- Born: 1958 (age 67–68)
- Education: BA in English, San Jose State University, 1985; MA in Public Administration, Golden Gate University, 2003
- Police career
- Department: San Jose Police Department
- Service years: 1980-2010
- Status: Retired
- Rank: Chief of Police

= Robert L. Davis (police chief) =

Robert L. "Rob" Davis (born 1958) was the chief of the San Jose Police Department from 2004 to 2010.

== Early life and education ==
Davis was hired by the San Jose Police Department in 1980, and graduated from San Jose State University in 1985 with a Bachelor of Arts in English.

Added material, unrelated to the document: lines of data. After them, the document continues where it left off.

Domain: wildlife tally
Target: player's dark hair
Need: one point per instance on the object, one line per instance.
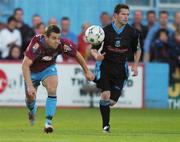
(104, 13)
(65, 18)
(52, 29)
(118, 8)
(163, 12)
(162, 31)
(39, 25)
(11, 18)
(18, 9)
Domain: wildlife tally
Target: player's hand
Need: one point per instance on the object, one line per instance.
(99, 57)
(31, 92)
(135, 70)
(89, 75)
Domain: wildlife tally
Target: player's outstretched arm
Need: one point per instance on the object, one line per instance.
(137, 56)
(26, 73)
(97, 56)
(89, 75)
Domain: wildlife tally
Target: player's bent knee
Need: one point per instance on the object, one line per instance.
(30, 98)
(112, 102)
(51, 90)
(105, 95)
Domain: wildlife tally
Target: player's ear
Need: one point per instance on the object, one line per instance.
(46, 37)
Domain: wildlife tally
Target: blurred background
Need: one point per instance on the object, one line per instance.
(158, 21)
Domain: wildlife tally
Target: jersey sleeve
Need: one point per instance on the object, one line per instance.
(69, 48)
(32, 48)
(136, 41)
(97, 47)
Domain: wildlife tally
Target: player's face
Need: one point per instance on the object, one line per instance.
(122, 17)
(53, 40)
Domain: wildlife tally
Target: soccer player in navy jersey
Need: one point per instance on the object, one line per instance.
(39, 66)
(111, 67)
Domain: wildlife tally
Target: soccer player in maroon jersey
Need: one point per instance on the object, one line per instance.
(39, 66)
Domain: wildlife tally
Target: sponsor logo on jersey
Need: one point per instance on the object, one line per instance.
(35, 47)
(117, 43)
(67, 48)
(3, 81)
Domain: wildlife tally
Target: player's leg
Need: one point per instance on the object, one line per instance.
(50, 83)
(31, 105)
(105, 110)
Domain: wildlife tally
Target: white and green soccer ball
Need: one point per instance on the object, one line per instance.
(94, 35)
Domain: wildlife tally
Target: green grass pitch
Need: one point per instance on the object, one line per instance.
(84, 125)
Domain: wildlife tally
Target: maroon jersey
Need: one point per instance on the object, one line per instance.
(43, 56)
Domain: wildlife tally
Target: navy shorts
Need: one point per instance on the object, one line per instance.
(111, 77)
(40, 76)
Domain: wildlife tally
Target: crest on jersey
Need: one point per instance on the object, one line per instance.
(67, 48)
(47, 58)
(117, 43)
(35, 47)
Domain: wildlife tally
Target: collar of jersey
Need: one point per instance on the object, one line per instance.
(118, 30)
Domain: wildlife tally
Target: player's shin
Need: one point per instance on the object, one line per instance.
(32, 107)
(105, 111)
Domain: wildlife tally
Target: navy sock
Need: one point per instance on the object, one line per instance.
(105, 111)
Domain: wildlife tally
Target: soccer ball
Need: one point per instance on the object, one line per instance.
(94, 35)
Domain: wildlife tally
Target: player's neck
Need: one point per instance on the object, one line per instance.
(49, 47)
(118, 25)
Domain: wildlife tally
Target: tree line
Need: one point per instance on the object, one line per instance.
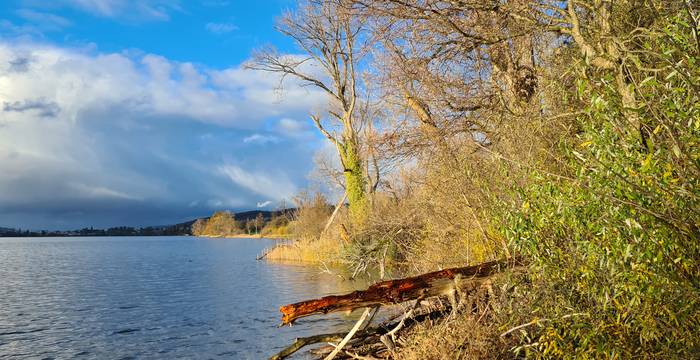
(563, 132)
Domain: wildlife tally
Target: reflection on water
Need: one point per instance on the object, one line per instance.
(157, 297)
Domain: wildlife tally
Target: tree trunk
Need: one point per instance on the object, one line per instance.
(355, 182)
(395, 291)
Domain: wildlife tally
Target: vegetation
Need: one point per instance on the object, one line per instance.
(563, 132)
(226, 223)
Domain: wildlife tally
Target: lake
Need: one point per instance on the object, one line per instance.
(152, 298)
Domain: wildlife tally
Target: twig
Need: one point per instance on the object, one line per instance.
(539, 321)
(349, 335)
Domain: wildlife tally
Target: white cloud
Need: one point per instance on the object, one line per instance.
(260, 139)
(77, 81)
(220, 28)
(83, 132)
(276, 186)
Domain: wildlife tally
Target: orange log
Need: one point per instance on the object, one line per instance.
(393, 291)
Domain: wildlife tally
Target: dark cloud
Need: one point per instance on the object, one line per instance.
(42, 107)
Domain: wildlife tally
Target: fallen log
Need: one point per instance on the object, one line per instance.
(361, 335)
(395, 291)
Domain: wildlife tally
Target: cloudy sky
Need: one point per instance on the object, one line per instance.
(126, 112)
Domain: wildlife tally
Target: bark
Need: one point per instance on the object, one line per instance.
(395, 291)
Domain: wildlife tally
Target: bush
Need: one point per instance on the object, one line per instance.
(614, 243)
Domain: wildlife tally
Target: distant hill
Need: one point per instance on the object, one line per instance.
(243, 219)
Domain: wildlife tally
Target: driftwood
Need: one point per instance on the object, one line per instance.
(436, 283)
(370, 335)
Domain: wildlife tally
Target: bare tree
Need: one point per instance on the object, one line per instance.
(329, 35)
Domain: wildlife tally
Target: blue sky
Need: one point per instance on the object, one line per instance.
(126, 112)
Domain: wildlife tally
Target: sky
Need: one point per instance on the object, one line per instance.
(140, 112)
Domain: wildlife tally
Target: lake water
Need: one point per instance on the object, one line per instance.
(151, 298)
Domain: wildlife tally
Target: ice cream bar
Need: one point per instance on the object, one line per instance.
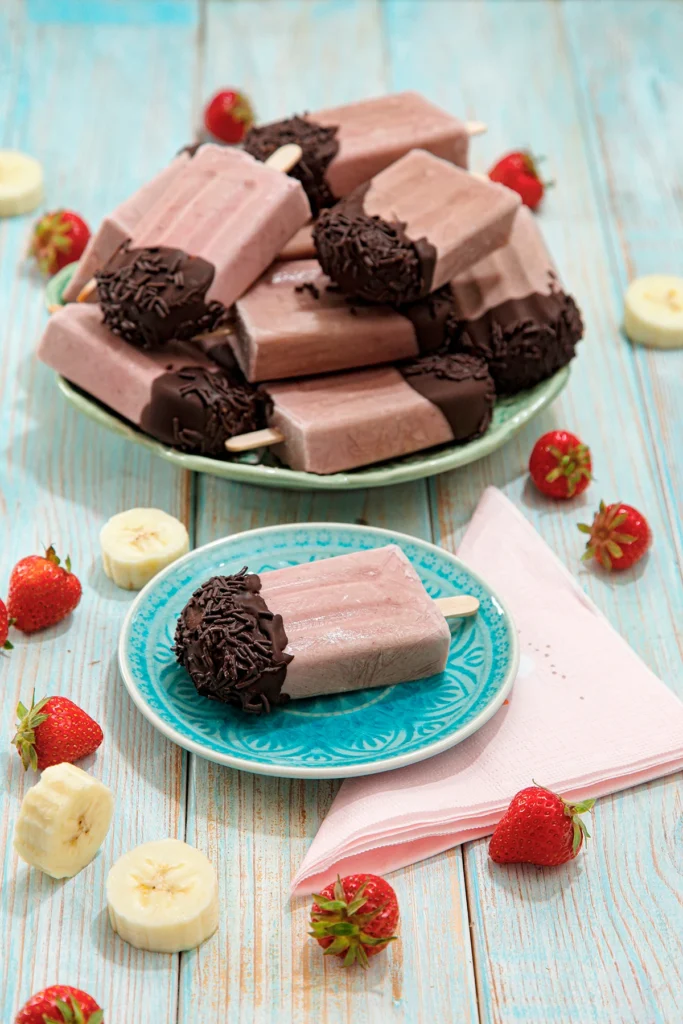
(342, 421)
(413, 228)
(229, 209)
(295, 323)
(514, 313)
(343, 624)
(175, 394)
(153, 296)
(120, 224)
(345, 145)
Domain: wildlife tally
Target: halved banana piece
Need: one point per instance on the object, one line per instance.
(20, 183)
(163, 896)
(63, 820)
(653, 311)
(138, 544)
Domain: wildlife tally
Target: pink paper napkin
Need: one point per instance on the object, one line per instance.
(586, 717)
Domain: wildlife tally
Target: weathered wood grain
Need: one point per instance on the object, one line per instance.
(587, 944)
(101, 104)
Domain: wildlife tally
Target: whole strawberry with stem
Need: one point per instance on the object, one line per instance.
(519, 171)
(354, 918)
(52, 731)
(619, 537)
(5, 623)
(539, 827)
(228, 116)
(60, 1005)
(42, 592)
(58, 239)
(560, 465)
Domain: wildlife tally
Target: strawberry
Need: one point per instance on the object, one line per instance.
(539, 827)
(58, 238)
(518, 171)
(619, 537)
(41, 592)
(228, 116)
(52, 731)
(5, 623)
(354, 918)
(60, 1005)
(560, 465)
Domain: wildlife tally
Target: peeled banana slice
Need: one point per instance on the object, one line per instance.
(653, 311)
(63, 820)
(20, 183)
(137, 544)
(163, 897)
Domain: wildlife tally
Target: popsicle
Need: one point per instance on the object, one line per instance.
(514, 312)
(354, 622)
(120, 224)
(295, 323)
(342, 421)
(345, 145)
(412, 228)
(175, 394)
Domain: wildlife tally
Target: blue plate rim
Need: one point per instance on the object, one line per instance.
(365, 768)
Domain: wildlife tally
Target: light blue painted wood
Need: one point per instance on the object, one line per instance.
(101, 105)
(586, 944)
(121, 83)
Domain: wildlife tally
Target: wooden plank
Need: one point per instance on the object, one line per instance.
(627, 60)
(101, 104)
(600, 941)
(262, 967)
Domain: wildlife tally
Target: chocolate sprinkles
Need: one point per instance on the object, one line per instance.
(232, 645)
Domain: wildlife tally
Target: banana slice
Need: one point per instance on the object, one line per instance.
(63, 820)
(20, 183)
(653, 311)
(137, 544)
(163, 897)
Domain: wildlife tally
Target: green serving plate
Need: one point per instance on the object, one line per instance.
(510, 416)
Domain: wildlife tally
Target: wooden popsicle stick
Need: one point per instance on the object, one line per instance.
(475, 128)
(461, 606)
(283, 159)
(256, 438)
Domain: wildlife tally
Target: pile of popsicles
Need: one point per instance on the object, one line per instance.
(214, 316)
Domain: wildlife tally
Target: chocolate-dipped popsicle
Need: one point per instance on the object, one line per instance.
(156, 295)
(510, 309)
(412, 228)
(175, 394)
(295, 323)
(353, 622)
(345, 145)
(343, 421)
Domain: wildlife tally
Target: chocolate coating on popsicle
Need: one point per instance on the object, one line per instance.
(523, 341)
(460, 385)
(370, 256)
(197, 410)
(232, 645)
(318, 144)
(152, 296)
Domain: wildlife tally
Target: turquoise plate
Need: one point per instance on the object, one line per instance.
(510, 415)
(322, 737)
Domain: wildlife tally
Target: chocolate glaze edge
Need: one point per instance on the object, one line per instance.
(232, 645)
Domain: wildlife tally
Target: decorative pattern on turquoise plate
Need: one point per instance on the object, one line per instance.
(510, 415)
(335, 736)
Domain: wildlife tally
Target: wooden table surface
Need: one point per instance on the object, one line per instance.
(103, 92)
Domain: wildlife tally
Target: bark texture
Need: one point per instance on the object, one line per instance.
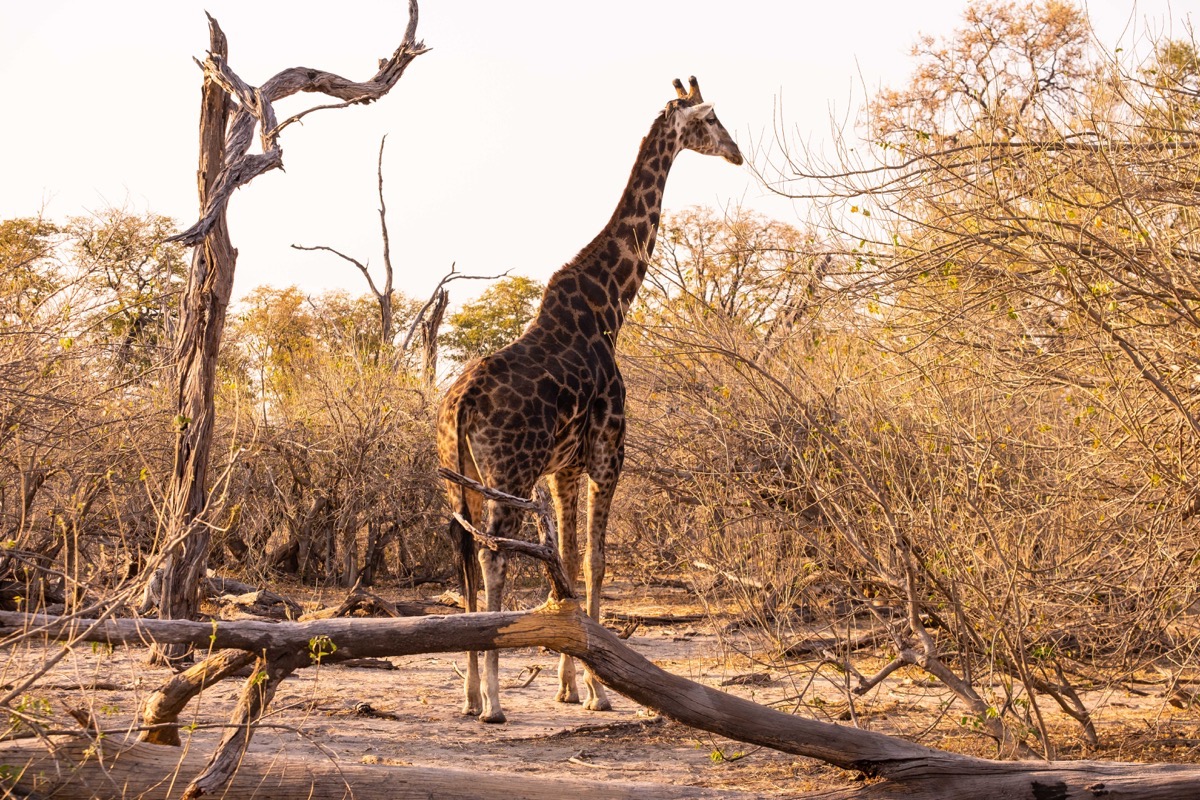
(231, 113)
(113, 771)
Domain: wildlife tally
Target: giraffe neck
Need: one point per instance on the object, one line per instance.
(604, 278)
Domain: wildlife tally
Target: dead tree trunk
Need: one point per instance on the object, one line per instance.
(232, 110)
(430, 328)
(198, 338)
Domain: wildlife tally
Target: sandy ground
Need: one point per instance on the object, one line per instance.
(414, 711)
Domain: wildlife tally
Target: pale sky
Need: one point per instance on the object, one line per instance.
(508, 143)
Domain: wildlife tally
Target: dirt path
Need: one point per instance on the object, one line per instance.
(414, 711)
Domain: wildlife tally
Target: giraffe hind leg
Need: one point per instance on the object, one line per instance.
(495, 569)
(473, 701)
(600, 491)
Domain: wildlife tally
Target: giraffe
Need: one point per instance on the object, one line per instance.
(552, 403)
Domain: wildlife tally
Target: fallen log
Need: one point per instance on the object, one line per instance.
(912, 770)
(106, 770)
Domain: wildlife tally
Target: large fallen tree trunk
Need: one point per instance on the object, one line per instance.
(911, 770)
(113, 771)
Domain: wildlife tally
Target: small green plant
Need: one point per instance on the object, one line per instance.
(321, 647)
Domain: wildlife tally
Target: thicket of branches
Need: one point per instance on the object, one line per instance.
(324, 451)
(965, 405)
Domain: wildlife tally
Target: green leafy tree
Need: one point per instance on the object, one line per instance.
(28, 272)
(495, 319)
(137, 272)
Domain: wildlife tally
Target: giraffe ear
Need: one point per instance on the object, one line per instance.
(696, 112)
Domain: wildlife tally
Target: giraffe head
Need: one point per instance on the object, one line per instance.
(697, 126)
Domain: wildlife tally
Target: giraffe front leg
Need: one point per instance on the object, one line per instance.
(567, 689)
(473, 703)
(495, 569)
(564, 489)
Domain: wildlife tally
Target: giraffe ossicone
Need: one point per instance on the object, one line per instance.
(552, 403)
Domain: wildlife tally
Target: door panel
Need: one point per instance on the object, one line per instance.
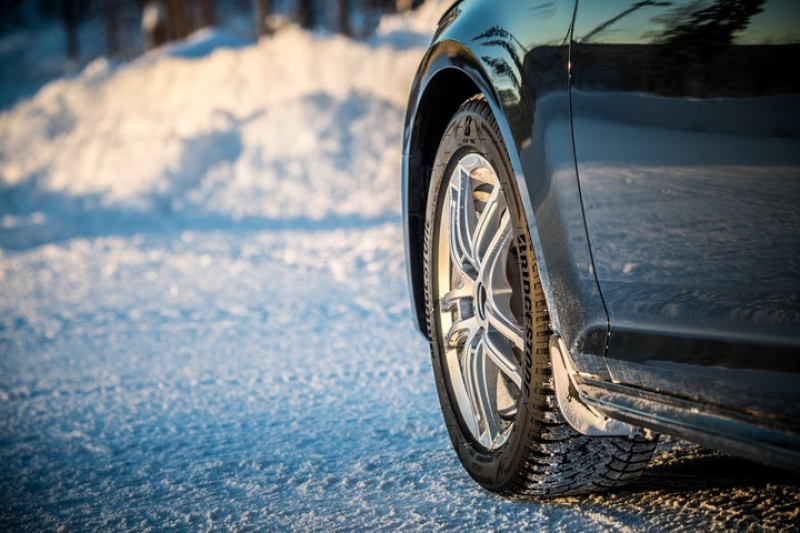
(686, 124)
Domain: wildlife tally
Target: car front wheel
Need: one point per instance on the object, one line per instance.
(490, 330)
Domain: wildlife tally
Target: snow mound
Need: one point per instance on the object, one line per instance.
(298, 126)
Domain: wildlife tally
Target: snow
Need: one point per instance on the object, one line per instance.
(204, 321)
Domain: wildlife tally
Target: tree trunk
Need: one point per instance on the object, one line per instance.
(208, 13)
(177, 18)
(111, 25)
(306, 14)
(70, 19)
(344, 17)
(263, 8)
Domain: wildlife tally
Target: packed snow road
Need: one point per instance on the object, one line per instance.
(204, 322)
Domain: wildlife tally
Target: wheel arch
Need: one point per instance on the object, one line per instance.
(449, 75)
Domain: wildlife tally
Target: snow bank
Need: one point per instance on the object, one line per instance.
(299, 126)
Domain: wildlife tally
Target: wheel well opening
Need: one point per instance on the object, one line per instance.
(442, 98)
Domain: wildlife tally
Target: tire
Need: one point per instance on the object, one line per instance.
(490, 329)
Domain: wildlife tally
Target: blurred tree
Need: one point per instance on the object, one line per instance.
(154, 24)
(70, 19)
(177, 18)
(208, 13)
(344, 17)
(263, 8)
(305, 12)
(111, 25)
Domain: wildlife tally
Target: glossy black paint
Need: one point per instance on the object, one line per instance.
(657, 155)
(686, 123)
(518, 59)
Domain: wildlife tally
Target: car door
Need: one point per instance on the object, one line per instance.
(686, 127)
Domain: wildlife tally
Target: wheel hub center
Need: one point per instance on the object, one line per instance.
(480, 301)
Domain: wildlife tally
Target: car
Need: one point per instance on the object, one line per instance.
(601, 209)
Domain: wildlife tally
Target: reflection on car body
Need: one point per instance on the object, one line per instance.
(653, 151)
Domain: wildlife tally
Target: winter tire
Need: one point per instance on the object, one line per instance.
(489, 328)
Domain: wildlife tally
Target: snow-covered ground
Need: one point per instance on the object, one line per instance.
(204, 322)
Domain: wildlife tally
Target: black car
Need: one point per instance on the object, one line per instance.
(602, 224)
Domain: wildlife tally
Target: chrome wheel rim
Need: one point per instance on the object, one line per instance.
(480, 305)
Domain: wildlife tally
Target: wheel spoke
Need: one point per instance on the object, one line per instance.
(462, 219)
(453, 297)
(493, 276)
(504, 358)
(489, 223)
(476, 373)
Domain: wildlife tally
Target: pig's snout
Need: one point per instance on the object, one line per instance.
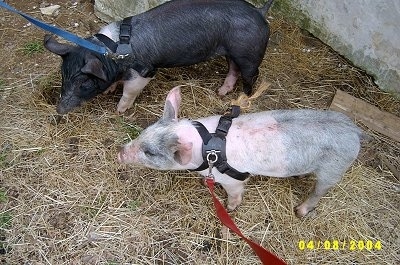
(127, 154)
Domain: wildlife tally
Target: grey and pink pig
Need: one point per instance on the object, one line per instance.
(277, 143)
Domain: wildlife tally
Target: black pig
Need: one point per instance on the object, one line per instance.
(177, 33)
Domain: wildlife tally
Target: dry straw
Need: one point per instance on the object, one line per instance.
(64, 199)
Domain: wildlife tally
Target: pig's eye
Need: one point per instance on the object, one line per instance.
(149, 153)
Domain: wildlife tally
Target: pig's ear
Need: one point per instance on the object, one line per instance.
(184, 153)
(172, 103)
(94, 67)
(54, 46)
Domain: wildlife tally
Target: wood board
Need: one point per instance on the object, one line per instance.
(375, 119)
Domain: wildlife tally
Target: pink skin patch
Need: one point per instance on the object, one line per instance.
(230, 80)
(132, 89)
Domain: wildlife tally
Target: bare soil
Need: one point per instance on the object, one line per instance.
(64, 199)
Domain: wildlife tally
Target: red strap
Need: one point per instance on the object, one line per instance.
(265, 256)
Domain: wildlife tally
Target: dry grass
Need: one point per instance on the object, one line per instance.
(65, 200)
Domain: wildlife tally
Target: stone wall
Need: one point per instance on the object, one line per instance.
(364, 31)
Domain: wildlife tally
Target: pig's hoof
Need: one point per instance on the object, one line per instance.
(231, 207)
(301, 211)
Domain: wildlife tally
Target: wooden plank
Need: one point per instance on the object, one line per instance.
(375, 119)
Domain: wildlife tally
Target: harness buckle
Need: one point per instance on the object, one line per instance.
(212, 156)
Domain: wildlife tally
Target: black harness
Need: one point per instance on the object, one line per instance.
(124, 49)
(214, 145)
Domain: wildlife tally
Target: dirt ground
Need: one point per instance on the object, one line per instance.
(64, 199)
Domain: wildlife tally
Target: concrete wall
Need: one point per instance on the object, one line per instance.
(364, 31)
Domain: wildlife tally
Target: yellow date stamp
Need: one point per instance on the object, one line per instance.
(351, 245)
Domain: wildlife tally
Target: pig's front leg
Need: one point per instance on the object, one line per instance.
(235, 190)
(113, 87)
(132, 88)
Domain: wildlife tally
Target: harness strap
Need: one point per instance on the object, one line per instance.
(217, 142)
(124, 48)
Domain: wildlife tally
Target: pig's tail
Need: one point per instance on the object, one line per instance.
(244, 102)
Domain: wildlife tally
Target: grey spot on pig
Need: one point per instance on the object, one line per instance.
(277, 143)
(176, 33)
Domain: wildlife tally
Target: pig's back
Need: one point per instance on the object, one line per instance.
(183, 32)
(291, 142)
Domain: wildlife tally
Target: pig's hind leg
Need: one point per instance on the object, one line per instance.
(248, 66)
(326, 179)
(231, 78)
(132, 88)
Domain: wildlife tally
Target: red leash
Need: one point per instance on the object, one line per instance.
(265, 256)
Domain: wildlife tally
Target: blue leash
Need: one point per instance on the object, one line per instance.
(62, 33)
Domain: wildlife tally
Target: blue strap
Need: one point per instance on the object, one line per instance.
(62, 33)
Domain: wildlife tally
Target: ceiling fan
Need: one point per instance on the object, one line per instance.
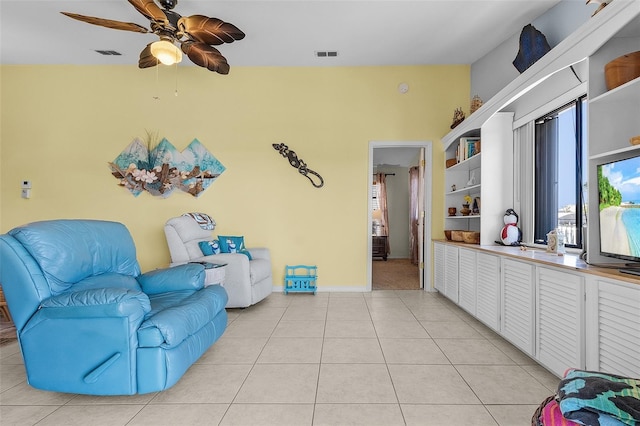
(196, 35)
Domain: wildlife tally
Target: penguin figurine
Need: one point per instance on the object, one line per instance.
(511, 235)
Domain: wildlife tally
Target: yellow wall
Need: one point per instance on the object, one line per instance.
(62, 124)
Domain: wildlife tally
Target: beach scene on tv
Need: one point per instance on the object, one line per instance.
(619, 191)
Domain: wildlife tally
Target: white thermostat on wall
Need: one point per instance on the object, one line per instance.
(403, 87)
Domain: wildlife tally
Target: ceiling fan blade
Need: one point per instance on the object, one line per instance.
(207, 30)
(116, 25)
(206, 56)
(147, 60)
(150, 10)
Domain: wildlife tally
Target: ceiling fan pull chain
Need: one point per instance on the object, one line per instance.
(176, 67)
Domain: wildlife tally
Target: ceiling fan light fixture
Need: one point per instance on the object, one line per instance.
(166, 52)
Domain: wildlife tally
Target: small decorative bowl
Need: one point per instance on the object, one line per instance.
(622, 70)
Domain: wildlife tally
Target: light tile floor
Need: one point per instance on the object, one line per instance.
(380, 358)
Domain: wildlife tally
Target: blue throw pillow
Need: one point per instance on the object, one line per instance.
(210, 247)
(233, 245)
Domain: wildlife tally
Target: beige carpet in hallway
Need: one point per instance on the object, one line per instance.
(394, 274)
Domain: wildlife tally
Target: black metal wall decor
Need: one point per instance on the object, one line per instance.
(299, 164)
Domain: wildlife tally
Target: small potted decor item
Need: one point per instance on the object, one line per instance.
(533, 46)
(475, 209)
(465, 210)
(458, 117)
(476, 103)
(510, 235)
(555, 242)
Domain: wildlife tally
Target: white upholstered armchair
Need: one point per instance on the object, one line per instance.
(247, 281)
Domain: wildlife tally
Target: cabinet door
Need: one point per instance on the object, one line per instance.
(613, 327)
(467, 280)
(518, 304)
(488, 290)
(451, 272)
(559, 320)
(438, 267)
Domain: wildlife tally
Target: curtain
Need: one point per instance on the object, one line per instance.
(414, 211)
(382, 202)
(523, 153)
(546, 177)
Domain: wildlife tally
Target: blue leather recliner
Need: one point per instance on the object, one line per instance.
(89, 322)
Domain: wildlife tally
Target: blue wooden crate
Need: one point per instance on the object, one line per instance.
(300, 279)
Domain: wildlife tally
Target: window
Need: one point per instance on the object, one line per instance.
(560, 173)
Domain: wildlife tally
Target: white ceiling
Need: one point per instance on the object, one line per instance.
(279, 33)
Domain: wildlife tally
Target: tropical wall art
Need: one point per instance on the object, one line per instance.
(161, 169)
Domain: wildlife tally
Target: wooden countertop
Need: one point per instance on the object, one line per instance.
(568, 260)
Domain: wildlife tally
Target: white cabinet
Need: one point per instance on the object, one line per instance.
(559, 319)
(451, 272)
(438, 266)
(488, 290)
(445, 271)
(467, 280)
(613, 327)
(518, 304)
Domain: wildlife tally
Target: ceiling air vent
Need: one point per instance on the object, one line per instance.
(109, 52)
(327, 54)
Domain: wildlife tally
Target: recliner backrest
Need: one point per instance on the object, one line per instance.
(69, 251)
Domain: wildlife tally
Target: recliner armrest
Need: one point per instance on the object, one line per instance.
(189, 276)
(260, 253)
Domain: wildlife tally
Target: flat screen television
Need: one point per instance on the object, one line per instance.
(619, 207)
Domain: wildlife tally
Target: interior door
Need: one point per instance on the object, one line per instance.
(421, 216)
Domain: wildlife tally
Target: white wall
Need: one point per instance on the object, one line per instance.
(495, 70)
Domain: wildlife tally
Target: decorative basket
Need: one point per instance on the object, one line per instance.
(456, 235)
(622, 70)
(471, 237)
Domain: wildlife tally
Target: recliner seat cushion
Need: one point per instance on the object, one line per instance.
(177, 315)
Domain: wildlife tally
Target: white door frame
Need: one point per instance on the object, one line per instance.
(428, 157)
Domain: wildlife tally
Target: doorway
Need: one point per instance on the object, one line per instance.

== Tenure as Chief of Police ==
He rose through the ranks to become chief of police in 2004 before retiring in 2010. During his tenure as police chief, he was known for leading a progressive police force, although the force was also criticized for racial profiling and focusing on petty crimes. Davis angered members of the department by not publicly addressing layoffs during his tenure. He was succeeded by police chief Chris Moore. Davis issued stunguns and Axon body cameras to all police officers, and made dispatch based on GPS location instead of assigned beats. Upon his retirement in 2010, Davis stated that he "had no regrets".

== Personal life ==
After his retirement from the police force, Davis became the managing director of West Coast operations for private security firm Hillard Heintze. Davis is a member of the Church of Jesus Christ of Latter-day Saints. He has two children.